Ich habe ja total viel Ahnung, wie alles so läuft. Ich habe mich und mein Leben im Griff, hey, sogar die Kinder. DIE KINDER AUCH!
Außerdem enttarne ich meine negativen Gefühle und fühle sie. Das macht man so, sagen all die klugen Leute. Fühle kurz das Negative und lasse dann alles gehen! Ooooooom. Also füüüüüüühle ich und sage anschliessend Ciao!

Und plötzlich – aus heiterem Himmel – stolpere ich über das kleine Wörtchen “Verleugnen”.
Ich dachte immer, das wäre etwas für andere (schwache?) (unbewusste?) Menschen. Ich sah es bei einigen Freunden, bei einigen Familienmitgliedern, aber bei mir habe ich doch immer super gut aufgeräumt. Das machen nur die ANDEREN!
Und gestern traf mich der Verleugnungs-Hammer und ich musste es mir eingestehen. Ich verleugne auch.

Denn natürlich ist nicht immer alles gut. Trotzdem, wenn ich mich selber fragen würde, wie es mir geht, würde ich mit “Sehr gut!” antworten. Nicht gut. Sehr gut! Ich fühle und Ciao!
Läuft bei mir. Alle lieben sich, der Job macht Spaß und Geld ist auch ausreichend da. Das Wetter könnte… naja, irgendwas ist ja immer.

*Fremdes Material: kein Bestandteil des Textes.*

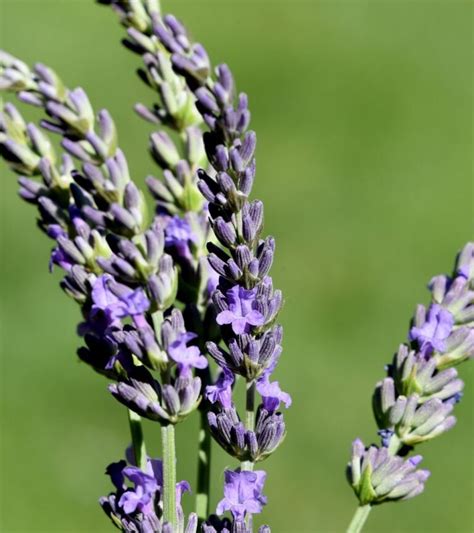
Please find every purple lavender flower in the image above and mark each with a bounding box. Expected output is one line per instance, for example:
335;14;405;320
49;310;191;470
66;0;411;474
216;468;267;521
216;286;265;334
168;332;208;375
409;304;454;353
91;273;150;325
347;241;473;529
164;214;197;259
118;465;158;514
101;452;191;527
205;367;234;408
347;439;431;504
102;458;160;524
256;376;292;413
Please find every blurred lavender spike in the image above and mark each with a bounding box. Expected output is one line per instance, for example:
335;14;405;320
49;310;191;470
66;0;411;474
346;242;474;532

Und dann liege ich im Bett, das Licht ist aus und ich frage mich stattdessen

“Warum habe ich auf meinem Weg so viele Frauenfreundschaften verloren?”

Warum hintergehen wir uns, warum sind wir eifersüchtig aufeinander, warum lassen wir uns im Stich oder denken Schlechtes übereinander? Was übersehe ich? Oder soll ich daraus etwas lernen?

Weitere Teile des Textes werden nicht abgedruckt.